The Cultivation of Hatred: A Brief History of Violence in America

Following American Violence and Education I was asked to take “another ride” on this subject and, following a workshop I was in this summer where, allegedly (it’s on film so I can’t deny it), I said that “we are all educators,” meaning those in and out of education proper, and that this makes us all somehow “responsible,” so, along these lines, I am taking another turn with The Cultivation of Hatred: A Brief History of Violence in America.

I am testing on Medium first since this is a good, well, “medium” to see what kinds of legs this approach has.  For those of you that measure these things, a la Medium, the 2444 word piece will take you 11 minutes to read. There are pictures and links to videos.

It begins like this :

In “The Dawn of Man” sequence of 2001: A Space Odyssey, Stanley Kubrick introduces us to the usage of tools as “man” becomes an active element and gains the power of action over nature — tools make “man” an agent of change.

Paleolithic being discovers that the tool can protect and conquer; it can be used to advance one’s cause and eliminate all threat, kill it off — at least until an opponent engineers a more dastardly tool as we see in another Kubrick film, Dr. Strangelove, and the making of the Doomsday Machine, and in Dr. Seuss’ The Butter Battle Book — both narratives about mutually assured destruction.

So it begins, “man’s” intimate relationship with violence. It commences quite rationally: to protect and to serve one’s needs and the needs of one’s community. Can’t be more fundamental than that, more reasonable.

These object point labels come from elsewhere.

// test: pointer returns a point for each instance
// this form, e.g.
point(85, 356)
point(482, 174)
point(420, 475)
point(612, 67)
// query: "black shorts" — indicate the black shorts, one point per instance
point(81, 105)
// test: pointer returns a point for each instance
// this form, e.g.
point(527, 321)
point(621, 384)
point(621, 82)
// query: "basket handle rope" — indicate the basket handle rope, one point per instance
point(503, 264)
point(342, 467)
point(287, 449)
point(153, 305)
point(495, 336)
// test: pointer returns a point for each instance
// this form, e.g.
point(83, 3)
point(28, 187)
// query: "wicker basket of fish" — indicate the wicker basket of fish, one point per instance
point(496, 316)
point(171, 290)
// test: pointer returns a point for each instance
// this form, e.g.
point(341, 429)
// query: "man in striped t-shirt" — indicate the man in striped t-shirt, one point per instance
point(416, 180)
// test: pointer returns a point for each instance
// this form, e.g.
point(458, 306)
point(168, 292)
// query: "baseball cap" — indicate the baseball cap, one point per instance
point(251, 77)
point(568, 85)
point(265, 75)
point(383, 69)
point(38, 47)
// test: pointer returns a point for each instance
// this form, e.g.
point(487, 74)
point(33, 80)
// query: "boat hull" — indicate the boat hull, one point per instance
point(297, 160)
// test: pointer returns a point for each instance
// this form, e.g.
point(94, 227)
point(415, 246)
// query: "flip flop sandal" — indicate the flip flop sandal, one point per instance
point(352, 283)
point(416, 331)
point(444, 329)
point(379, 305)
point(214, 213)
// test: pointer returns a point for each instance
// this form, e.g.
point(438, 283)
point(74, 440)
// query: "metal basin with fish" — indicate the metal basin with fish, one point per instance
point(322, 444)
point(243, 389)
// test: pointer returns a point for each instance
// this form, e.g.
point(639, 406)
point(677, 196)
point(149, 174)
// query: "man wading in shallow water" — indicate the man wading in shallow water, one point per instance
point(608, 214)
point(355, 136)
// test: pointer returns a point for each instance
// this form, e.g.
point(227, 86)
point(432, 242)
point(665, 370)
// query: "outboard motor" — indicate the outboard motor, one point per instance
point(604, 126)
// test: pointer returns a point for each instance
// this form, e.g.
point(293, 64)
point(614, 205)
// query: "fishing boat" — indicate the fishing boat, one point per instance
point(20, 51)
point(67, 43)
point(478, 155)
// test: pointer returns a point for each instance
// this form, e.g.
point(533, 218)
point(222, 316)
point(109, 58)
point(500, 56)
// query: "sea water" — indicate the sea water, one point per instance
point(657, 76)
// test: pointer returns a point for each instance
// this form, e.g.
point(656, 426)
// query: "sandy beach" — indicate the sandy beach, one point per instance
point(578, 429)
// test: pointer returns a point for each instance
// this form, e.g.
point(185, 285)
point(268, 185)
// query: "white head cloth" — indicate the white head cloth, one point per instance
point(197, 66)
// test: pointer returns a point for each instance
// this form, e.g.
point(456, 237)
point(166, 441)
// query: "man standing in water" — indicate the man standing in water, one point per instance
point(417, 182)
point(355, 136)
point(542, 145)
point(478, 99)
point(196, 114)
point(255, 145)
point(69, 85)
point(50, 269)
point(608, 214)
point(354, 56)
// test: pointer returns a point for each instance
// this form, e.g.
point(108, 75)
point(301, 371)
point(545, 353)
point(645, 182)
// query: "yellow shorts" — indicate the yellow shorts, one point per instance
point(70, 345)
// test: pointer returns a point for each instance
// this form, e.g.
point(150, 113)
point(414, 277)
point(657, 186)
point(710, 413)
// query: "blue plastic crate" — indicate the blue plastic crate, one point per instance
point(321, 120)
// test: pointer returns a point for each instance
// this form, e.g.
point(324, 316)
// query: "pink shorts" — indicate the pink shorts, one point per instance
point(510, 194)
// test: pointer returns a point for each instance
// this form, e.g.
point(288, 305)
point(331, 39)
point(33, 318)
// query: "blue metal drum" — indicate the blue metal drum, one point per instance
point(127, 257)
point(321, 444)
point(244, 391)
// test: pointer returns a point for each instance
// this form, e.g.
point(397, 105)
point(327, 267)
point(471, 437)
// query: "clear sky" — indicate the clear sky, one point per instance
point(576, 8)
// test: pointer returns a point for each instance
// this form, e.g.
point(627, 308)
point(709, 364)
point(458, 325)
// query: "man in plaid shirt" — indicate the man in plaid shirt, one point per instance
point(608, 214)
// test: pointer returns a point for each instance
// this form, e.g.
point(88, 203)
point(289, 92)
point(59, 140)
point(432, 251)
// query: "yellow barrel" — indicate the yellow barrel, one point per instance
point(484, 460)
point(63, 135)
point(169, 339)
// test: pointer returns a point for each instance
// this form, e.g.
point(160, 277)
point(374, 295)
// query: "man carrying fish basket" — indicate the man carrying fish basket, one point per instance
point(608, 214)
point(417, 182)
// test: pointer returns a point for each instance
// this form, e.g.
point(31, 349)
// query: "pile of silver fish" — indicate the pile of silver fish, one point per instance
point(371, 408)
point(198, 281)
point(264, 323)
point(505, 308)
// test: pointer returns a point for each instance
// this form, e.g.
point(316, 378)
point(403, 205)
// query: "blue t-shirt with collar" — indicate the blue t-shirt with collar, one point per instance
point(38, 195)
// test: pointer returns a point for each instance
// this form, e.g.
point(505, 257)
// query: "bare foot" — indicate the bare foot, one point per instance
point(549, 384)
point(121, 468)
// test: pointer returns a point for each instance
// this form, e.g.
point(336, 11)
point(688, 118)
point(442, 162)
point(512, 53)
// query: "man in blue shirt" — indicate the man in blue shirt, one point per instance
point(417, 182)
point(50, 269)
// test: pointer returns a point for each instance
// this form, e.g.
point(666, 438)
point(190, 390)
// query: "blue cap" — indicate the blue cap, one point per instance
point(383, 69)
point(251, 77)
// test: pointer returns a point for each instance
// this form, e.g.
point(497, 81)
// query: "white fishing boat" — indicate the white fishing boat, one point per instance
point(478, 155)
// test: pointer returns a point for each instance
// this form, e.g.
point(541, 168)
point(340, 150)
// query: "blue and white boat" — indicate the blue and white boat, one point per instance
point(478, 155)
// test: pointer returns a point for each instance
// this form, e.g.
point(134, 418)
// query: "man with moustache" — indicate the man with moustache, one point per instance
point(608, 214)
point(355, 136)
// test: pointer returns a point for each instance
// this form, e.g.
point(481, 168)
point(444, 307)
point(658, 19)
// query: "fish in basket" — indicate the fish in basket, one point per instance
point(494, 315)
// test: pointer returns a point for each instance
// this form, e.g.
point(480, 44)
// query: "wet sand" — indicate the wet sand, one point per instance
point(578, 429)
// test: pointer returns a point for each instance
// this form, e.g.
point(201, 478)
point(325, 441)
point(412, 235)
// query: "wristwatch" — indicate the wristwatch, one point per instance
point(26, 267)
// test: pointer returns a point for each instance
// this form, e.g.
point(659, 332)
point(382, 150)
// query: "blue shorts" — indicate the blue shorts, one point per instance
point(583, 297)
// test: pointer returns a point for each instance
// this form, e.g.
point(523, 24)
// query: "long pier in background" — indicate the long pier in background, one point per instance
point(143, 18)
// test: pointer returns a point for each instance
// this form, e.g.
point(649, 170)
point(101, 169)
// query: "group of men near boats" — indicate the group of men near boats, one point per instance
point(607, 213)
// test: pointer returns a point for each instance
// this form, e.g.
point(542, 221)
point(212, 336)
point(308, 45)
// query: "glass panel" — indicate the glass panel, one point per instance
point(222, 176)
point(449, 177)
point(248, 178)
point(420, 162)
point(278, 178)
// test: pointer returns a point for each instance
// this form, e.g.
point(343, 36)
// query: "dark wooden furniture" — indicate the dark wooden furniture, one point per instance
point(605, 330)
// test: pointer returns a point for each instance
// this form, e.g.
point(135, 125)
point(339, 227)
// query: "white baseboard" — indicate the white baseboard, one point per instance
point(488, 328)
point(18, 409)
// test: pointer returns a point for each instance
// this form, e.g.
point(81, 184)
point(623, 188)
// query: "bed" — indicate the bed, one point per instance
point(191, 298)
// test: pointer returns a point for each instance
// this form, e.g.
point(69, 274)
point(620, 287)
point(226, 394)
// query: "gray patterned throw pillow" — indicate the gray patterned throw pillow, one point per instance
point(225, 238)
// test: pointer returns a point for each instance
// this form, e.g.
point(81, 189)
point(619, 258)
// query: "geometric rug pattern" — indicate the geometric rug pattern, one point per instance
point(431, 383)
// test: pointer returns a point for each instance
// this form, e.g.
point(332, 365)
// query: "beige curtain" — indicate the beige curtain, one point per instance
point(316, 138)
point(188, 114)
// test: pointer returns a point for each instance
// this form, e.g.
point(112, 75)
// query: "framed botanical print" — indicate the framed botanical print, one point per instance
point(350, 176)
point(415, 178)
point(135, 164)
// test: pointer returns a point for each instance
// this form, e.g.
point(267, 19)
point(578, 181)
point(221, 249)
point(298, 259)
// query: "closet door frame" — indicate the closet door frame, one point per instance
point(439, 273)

Read More …  and thank you!

3 thoughts on “The Cultivation of Hatred: A Brief History of Violence in America

  1. Apparently the ever more capable internet is not going to check the economically forced march to the cities. We started with a sense of wonder trying to assign meaning to patterns in the stars, now the sky is pink all night. There’s some about this severing of our roots and shortening of the horizon that leads to a substitute, a toxic certainty, this sense that I can see all I need to see, that I know all I need to know. At this point if you give us easy global jet travel, we start yelping about the hotel as soon as we land. Didn’t the Great War prove that apart from individual edification, “getting to know other peoples” doesn’t really help? The internet lets us spew hate and appalling images, the airlines are enablers of breathtaking pollution, is there anything left but compression?

  2. Well, yes, I think that there’s something beyond compression, something slower, which I think we may be looking for. The uncompressed, the open, transcendence, which is fundamentally human, I think. Perhaps the lesson of the Great War was just the opposite, only we’ve rejected it, or at least markets have rejected it and we go along with the ideologies that markets bring. I only say this because there’s something here that has to do with the wild and crazy and very hostile political system we’re experiencing today. The main characteristic is extreme hostility. I guess I’m wondering how is it that extremes are what we expect, what’s common?